Super kaget saat tiba-tiba beredar kabar di media bahwa seri pertama Supernova: Ksatria, Puteri, dan Bintang Jatuh bakal dijadikan film. Saya nggak bisa membayangkan, bagaimana rangkaian cerita absurd dalam buku itu bakal di-visual-kan oleh mereka. Ketika tahu siapa produser proyek ini, saya semakin galau. Saya abaikan poin positif bahwa film ini diarahkan oleh sutradara kondang, Rizal Mantovani.

SPOILER ALERT! Kalau belum nonton, segera klik tombol silang di pojok kanan atas, asal kamu bukan pengguna macbook.

Saya mengikuti promo gencar mereka lewat media sosial. Bagaimana mereka perlahan-lahan memperkenalkan satu per satu tokoh dalam film tersebut, hingga seperti apa poster dan trailer yang mereka rancang, saya nggak pernah luput tahu. Kekecewaan demi kekecewaan harus ditelan bulat-bulat saat tahu nama-nama yang sama sekali di luar bayangan saya untuk setiap tokohnya. Saya siap untuk kecewa.

Dalam kekecewaan saya itu, tetap ada tekad yang bulat untuk menonton film tersebut di hari pertamanya tayang. Siap dicaci, begitulah rasanya. Saya sudah terlanjur tidak berekspektasi lebih pada film ini. Yang ada hanya keinginan untuk jadi salah satu orang yang menjadi saksi bahwa imajinasi Dee tidak akan pernah terkalahkan, apalagi oleh fim yang diadaptasi dari novelnya sendiri. Saya semakin siap untuk kecewa.

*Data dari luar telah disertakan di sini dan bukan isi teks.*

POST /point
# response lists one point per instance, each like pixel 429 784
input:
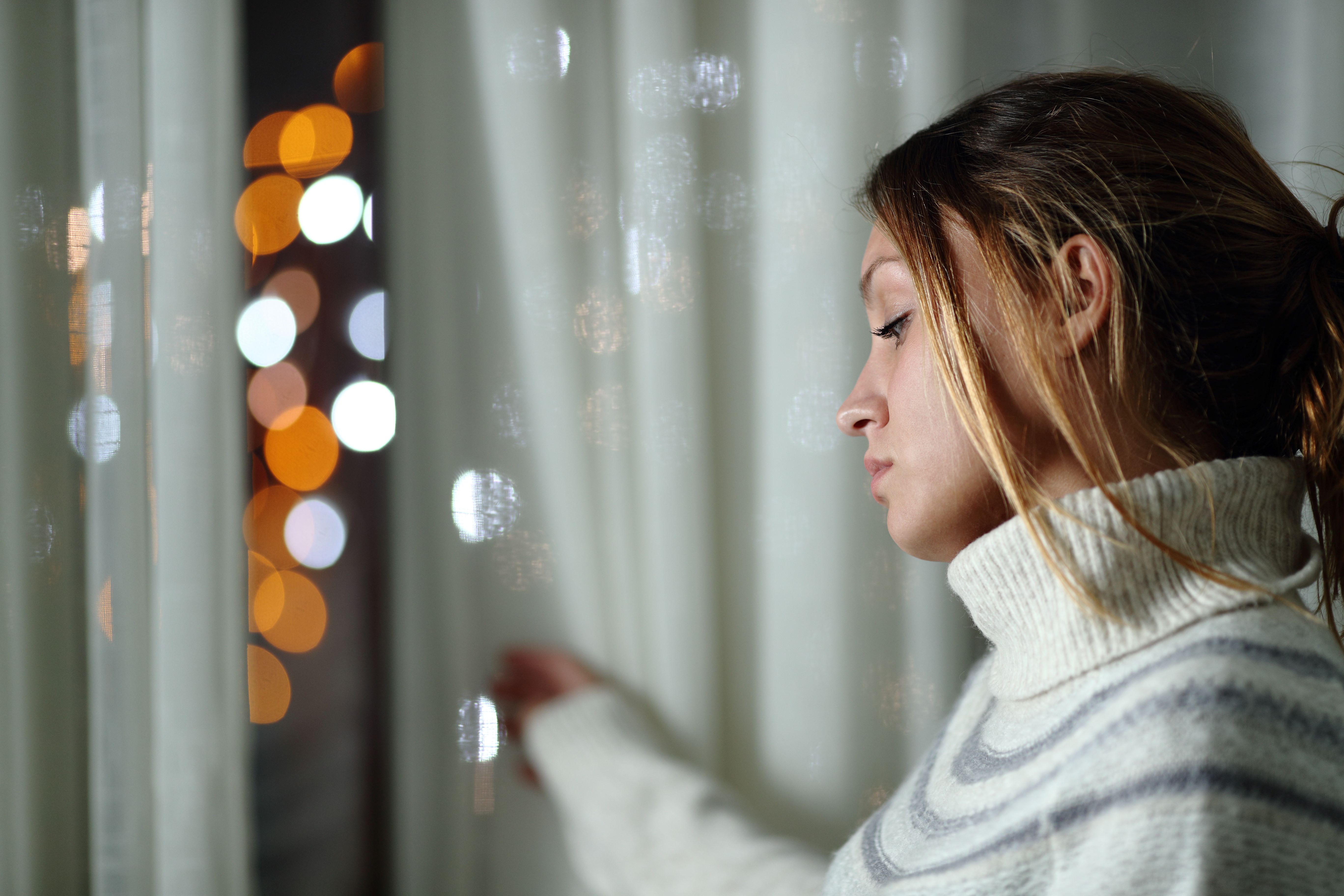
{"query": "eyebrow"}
pixel 866 281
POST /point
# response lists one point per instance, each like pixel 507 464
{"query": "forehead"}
pixel 880 245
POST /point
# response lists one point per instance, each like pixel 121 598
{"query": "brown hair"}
pixel 1228 297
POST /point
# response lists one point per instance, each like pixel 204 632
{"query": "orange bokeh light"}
pixel 276 395
pixel 259 570
pixel 267 217
pixel 304 453
pixel 264 524
pixel 271 602
pixel 268 687
pixel 359 78
pixel 315 140
pixel 295 609
pixel 261 150
pixel 300 292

11 Desember, hari yang dinanti tiba. Jam 18.10, saya dan teman-teman yang juga punya kecintaan sama terhadap rangkaian novel Supernova sudah siap duduk di barisan C dalam Sarinah Cineplex Malang. Sayang sekali, tampaknya tak semua yang ada di dalam sana memang benar-benar paham apa isi cerita Supernova: Ksatria, Puteri, dan BIntang Jatuh. Momen perkenalan Dhimas dan Ruben jadi pembuka.

Dimas dan Ruben, dua warga negara Indonesia yang jadi mahasiswa negeri Paman Sam. Dimas yang diperankan oleh Hamish Daud kuliah di Goerge Washington University, dan Ruben yang diperankan Arifin Putra berkuliah di John Hopkins Medical School. Pertemuan selanjutnya, pesta yang meriah di rumah teman Dimas, di mana mereka berkelana dalam imajinasi liar karena 'badai serotonin' dari sebutir pil.

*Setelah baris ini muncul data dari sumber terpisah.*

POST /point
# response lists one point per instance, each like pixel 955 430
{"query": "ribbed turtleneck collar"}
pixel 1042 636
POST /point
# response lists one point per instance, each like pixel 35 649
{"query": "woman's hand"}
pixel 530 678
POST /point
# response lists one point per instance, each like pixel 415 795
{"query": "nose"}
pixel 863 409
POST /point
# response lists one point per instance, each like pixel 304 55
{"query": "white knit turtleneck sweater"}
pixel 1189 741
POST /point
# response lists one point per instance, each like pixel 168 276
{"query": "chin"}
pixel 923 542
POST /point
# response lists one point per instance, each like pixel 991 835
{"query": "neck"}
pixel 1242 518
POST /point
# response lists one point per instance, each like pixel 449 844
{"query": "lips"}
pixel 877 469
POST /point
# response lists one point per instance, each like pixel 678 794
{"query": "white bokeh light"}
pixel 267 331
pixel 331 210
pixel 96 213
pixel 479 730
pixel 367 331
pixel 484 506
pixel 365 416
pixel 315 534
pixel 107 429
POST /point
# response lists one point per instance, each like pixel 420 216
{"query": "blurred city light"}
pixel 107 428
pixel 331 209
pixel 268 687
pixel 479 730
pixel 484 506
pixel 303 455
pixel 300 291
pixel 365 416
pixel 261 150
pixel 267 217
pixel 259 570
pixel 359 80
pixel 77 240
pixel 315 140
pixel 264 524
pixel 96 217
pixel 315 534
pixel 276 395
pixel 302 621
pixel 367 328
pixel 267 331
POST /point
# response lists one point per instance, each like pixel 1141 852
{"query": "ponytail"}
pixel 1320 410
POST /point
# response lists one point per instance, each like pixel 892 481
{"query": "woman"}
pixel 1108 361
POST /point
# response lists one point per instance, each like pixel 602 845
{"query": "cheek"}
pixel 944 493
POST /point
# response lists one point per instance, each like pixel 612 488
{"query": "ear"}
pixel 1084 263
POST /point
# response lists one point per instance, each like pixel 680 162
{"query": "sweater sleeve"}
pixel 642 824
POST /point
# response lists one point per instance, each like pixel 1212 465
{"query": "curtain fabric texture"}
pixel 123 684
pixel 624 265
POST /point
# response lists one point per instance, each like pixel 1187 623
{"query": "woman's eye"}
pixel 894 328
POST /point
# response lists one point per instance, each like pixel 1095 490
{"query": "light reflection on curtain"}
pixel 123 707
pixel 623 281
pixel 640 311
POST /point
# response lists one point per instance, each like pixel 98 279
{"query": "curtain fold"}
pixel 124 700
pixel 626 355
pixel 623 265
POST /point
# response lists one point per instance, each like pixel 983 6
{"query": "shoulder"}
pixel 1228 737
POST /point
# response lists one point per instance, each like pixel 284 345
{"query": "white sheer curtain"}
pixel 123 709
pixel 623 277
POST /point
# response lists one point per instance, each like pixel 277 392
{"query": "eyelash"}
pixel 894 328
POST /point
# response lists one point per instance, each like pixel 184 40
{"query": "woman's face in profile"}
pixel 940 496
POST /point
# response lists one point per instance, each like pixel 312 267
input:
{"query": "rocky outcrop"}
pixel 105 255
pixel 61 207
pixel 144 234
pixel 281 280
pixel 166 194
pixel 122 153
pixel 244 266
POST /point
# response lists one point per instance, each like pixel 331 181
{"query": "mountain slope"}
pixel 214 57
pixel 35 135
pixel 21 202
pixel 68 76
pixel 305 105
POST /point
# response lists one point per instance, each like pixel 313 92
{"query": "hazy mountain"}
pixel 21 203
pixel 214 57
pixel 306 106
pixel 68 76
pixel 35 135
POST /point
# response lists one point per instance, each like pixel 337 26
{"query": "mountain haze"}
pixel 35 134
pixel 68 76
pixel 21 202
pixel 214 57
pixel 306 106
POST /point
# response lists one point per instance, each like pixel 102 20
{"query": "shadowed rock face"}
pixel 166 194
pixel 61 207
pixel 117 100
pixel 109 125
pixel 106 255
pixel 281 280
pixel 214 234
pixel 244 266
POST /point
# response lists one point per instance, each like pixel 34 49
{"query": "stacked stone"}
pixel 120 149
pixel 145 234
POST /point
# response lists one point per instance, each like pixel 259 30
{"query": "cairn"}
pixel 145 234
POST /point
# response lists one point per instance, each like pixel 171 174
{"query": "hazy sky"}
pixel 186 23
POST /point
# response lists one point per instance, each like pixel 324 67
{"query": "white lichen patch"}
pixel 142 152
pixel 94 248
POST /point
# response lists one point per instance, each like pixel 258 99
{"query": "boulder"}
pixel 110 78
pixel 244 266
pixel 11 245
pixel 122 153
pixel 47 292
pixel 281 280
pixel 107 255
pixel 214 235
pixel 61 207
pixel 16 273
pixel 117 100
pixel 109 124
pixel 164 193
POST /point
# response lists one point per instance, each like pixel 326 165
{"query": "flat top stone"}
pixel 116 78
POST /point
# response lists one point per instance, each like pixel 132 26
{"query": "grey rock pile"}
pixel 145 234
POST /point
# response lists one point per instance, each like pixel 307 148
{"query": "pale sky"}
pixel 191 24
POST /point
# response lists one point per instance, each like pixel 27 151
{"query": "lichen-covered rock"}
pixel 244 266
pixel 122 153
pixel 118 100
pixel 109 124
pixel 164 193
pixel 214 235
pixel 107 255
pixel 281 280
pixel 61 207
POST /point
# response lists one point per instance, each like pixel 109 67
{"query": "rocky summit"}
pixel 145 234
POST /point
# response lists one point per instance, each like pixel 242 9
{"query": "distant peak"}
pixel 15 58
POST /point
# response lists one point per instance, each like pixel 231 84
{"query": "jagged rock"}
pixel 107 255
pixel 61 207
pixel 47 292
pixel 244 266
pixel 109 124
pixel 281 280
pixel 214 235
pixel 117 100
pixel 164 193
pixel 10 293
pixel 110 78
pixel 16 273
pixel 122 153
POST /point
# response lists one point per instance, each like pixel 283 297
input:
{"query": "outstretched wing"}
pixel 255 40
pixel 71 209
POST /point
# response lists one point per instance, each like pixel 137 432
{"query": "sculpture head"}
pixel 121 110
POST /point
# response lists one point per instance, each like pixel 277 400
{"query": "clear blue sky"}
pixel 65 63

Mereka berdua pun tripping. Dari imajinasi Ruben yang sedang bermeditasi, hingga ratusan burung merpati yang beterbangan meliputi Dimas. Seharusnya bagian ini bisa dieksekusi lebih halus dengan visual yang dikemas lebih trippy lagi. Perasaan nyaman dan senang yang dihasilkan oleh hormon serotonin tadi seharusnya bikin keduanya bisa lebih berbinar dari binar Hamish dan Arifin dalam scene tersebut.

Cita-cita pasangan gay itu untuk bikin karya bersama pun diwujudkan dalam bentuk tulisan roman yang seharusnya bercampur sains. Tapi saya nggak merasakan kehadiran elemen tersebut dalam kisah Ferre dan Rana yang asyik selingkuh. Film ini sibuk mengekpos Rana yang diperankan oleh Raline Shah yang sudah bersuamikan Arwin yang diperankan Fedi Nuril, bisa jatuh cinta pada Ferre dalam sosok Herjunot Ali.

Kisah hidup Ferre yang sudah ditinggal ayah ibunya sejak kecil, membawa obrolannya dengan Rana sang wakil pemred majalah wanita itu ke imajinasi berupa animasi tentang Ksatria, Puteri, dan Bintang Jatuh. Saya nggak tertawa waktu muncul si ksatria kartun dengan dandanan ala Gatot Kaca itu. Bagi saya, di sini letak nilai lebih dari film ini. Mereka mengemas cerita dari buku dongeng favorit Ferre itu dengan cukup baik.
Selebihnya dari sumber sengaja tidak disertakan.